La travesía en tres palabras:Alucinante, poderosa y refrescante.
Lo imperdible:¡Recorrer los xenotes! Estas formaciones de agua –que pueden estar bajo tierra o no– eran consideradas por los mayas la entrada al inframundo, así que, como verás cuando te sumerjas en ellos, son un lugar mágico.

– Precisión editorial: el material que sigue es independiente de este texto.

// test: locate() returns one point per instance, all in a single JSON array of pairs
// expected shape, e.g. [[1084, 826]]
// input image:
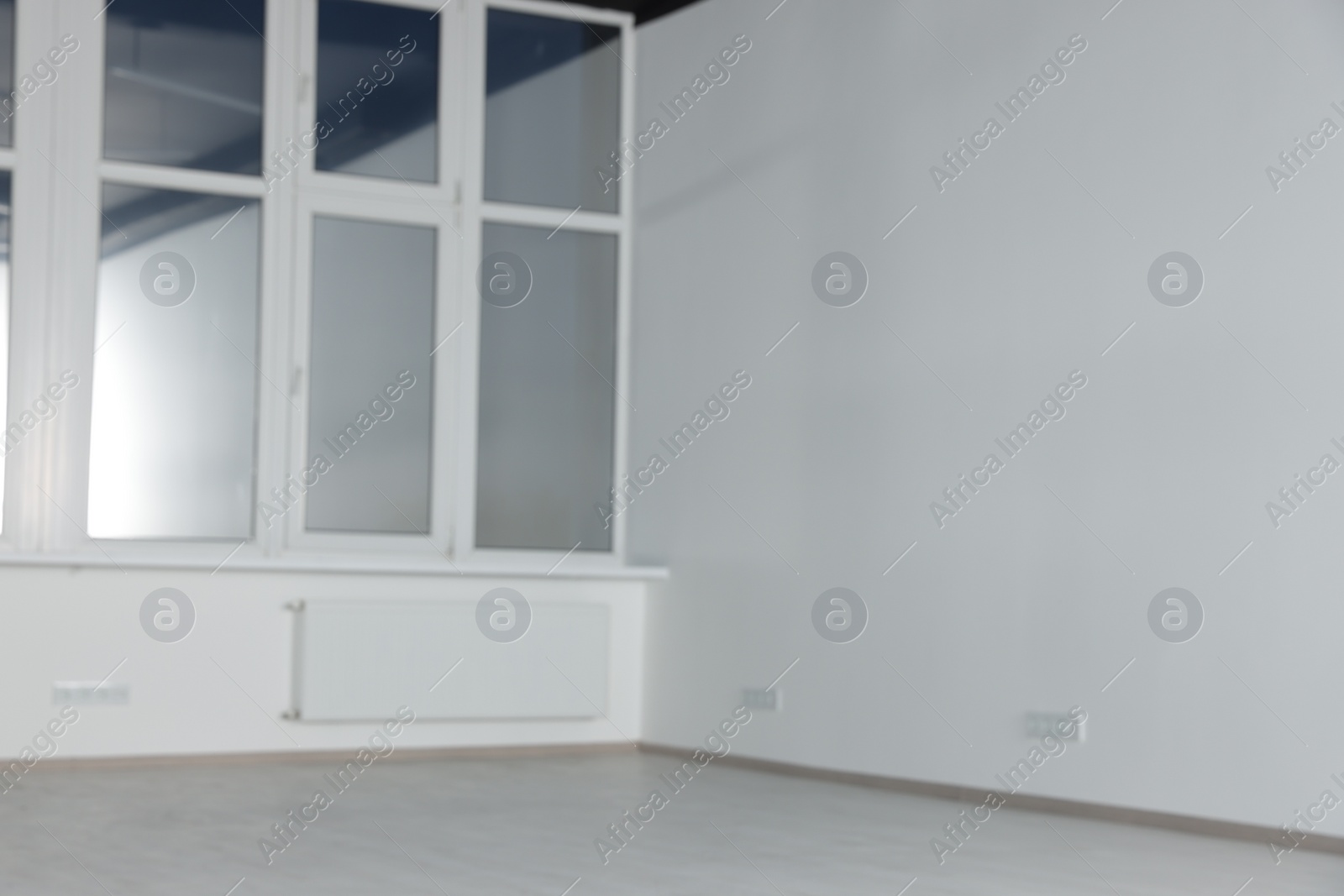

Mi recomendación es prestarle especial atención a los xenotes de caverna porque, lo prometo, no hay nada que se les parezca. El trayecto de Cobá que incluye a los xenotes Tamcach-Ha, Choo-Ha y Multún-Ha es diverso y divertido. En el segundo de ellos encontrarás un trampolín de cuatro metros y otro de unos doce de altura... ¡a ver si te atreves a saltar al inframundo! Lo inesperado:Sian Ka'an es uno de los secretos mejor guardado de la región. Este sistema de lagunas de agua dulce es uno de los paisajes más asombrosos que he visto. Su arena blanca y escasa profundidad hacen que el agua sea casi transparente, así que, si tienes suerte, podrás ver algún manatí sin tener que arrugar los ojos. La idea es pasar la tarde flotando en uno de los canales construidos por los mayas como ruta de comercio y dejarte llevar por su poderosa corriente en un recorrido único entre los mangles.
Lo básico:Aunque es un destino de playa, muchos de los planes en la Riviera tienen que ver con turismo de aventura. Así que, junto a tu vestido de baño y tu ropa chic, no debes olvidar empacar un par de tenis y mucho protector solar.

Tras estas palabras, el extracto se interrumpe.